CHAI: The Spice Tea of India is still the only book on this venerable tea beverage in India. Masala chai, black tea with a mixture of Indian spices and made richer and healthier with milk, is drunk everywhere in India from monasteries in Sikkim to spice plantations in Kerala and all points in between. It’s cheap, accessible, and quite delicious. True, the elegance of Darjeeling, the strength of an Assam or the blend-ability of Nilgiri served unadorned are other tea pleasures of this mammoth country, but masala chai is what warms the body as it nourishes the soul. This book is full of traveler’s remembrances, loads of recipes, and a little more background on this popular tea beverage.
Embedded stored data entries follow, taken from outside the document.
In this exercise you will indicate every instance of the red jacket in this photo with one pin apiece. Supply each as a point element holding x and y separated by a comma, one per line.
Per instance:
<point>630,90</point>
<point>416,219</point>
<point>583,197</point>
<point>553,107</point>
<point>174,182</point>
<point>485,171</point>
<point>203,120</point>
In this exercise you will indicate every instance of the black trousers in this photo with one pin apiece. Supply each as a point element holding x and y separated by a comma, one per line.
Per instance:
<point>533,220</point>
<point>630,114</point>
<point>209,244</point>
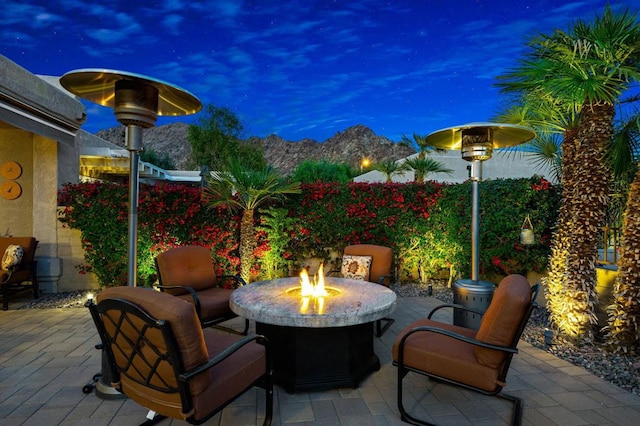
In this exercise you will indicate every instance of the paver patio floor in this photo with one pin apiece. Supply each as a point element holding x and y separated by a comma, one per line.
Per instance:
<point>47,355</point>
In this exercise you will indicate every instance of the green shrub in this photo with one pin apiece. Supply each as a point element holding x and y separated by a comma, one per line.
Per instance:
<point>427,226</point>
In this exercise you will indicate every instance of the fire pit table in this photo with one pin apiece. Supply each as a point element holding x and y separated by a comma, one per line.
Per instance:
<point>318,342</point>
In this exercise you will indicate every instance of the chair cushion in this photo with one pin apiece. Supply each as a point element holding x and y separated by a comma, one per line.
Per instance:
<point>356,267</point>
<point>231,376</point>
<point>382,258</point>
<point>12,257</point>
<point>189,266</point>
<point>189,338</point>
<point>214,302</point>
<point>444,356</point>
<point>502,319</point>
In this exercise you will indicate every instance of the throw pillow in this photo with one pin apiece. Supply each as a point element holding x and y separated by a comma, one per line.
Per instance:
<point>356,267</point>
<point>12,257</point>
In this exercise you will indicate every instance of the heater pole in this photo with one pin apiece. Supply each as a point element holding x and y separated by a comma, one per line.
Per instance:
<point>476,177</point>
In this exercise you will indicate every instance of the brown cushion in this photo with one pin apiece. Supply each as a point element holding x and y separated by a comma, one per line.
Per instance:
<point>189,337</point>
<point>214,302</point>
<point>232,375</point>
<point>381,259</point>
<point>445,356</point>
<point>356,267</point>
<point>12,257</point>
<point>28,244</point>
<point>189,266</point>
<point>500,322</point>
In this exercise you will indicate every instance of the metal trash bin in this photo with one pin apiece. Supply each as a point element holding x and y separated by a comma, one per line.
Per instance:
<point>474,295</point>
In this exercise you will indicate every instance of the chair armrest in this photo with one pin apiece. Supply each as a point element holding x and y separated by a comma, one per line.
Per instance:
<point>430,329</point>
<point>187,375</point>
<point>239,282</point>
<point>455,306</point>
<point>384,277</point>
<point>192,292</point>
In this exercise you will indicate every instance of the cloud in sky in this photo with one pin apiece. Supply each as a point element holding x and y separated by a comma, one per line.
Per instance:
<point>303,69</point>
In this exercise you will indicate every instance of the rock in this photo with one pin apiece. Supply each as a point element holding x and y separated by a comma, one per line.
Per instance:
<point>349,146</point>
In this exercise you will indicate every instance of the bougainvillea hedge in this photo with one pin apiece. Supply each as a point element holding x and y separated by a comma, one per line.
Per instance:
<point>427,225</point>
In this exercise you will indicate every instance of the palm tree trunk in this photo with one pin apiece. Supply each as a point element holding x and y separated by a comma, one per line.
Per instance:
<point>247,244</point>
<point>589,201</point>
<point>555,281</point>
<point>624,315</point>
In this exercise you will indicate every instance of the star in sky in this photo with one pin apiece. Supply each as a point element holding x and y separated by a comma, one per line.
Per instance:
<point>298,69</point>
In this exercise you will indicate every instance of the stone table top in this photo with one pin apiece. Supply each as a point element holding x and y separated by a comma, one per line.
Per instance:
<point>278,302</point>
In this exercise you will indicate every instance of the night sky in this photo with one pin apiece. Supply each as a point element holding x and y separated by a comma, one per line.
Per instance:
<point>298,69</point>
By Diana Rosen for Storey Books, paperback, $16.95.

Among the better but no means error-free books on the history of tea is Flammarion’s sumptuous, humungous, lavishly illustrated THE BOOK OF TEA. Fortunately, it was reprinted in 2009 as THE BOOK OF TEA: Revised and Updated Edition by the original authors Gilles Brochard, Nadine Beautheac, Catherine Dozel and Alain Stella with photographs by Marc Walter. This massive tome covers both eastern and European tea service well, and takes us to the tea estate in a variety of countries where we learn about growing, harvesting, and processing of tea up close and as personal as we can have it without actually flying ‘round the world. A thrilling book to wander through, it is now well-corrected and more valuable than ever. Flammarion, hardcover, $40.

Garth Clark has written countless essays and a whole library of books on ceramics, owned galleries for the ceramic art, and does something that very few writers do: he charms while he educates. Two of his classics are now hard to find, but they’re worth hunting down for the visual pleasures of the photographs and the delightful way he writes about the ceramic art of producing beautiful or whimsical teacups and teapots. Ideal books for the collector! THE ECCENTRIC TEAPOT: Four Hundred Years of Invention, Abbeville Press, 1989, hardcover and THE BOOK OF CUPS, Abbeville Press, 1990, paperback.

Another teapot book to hunt for is Leslie Ferrin’s TEAPOTS TRANSFORMED: Function & Invention. Co-founder of Pinch Pottery and Ferrin Gallery in Massachusetts, Ferrin hosted the gallery's annual "Tea Party" to showcase more than 500 artists’ vision of the teapot. It’s no surprise that Ferrin’s book captures the heart of both the collector and tea lover enchanted by the endless shapes and styles of teapots exquisite and comical, elaborate and simple, and some could even pour tea! This is art teapot lust at its most wonderful. North Light Books, hardcover, $35.

As noted, there are many books on tea published each year. These are sure to be enduring additions to your collection!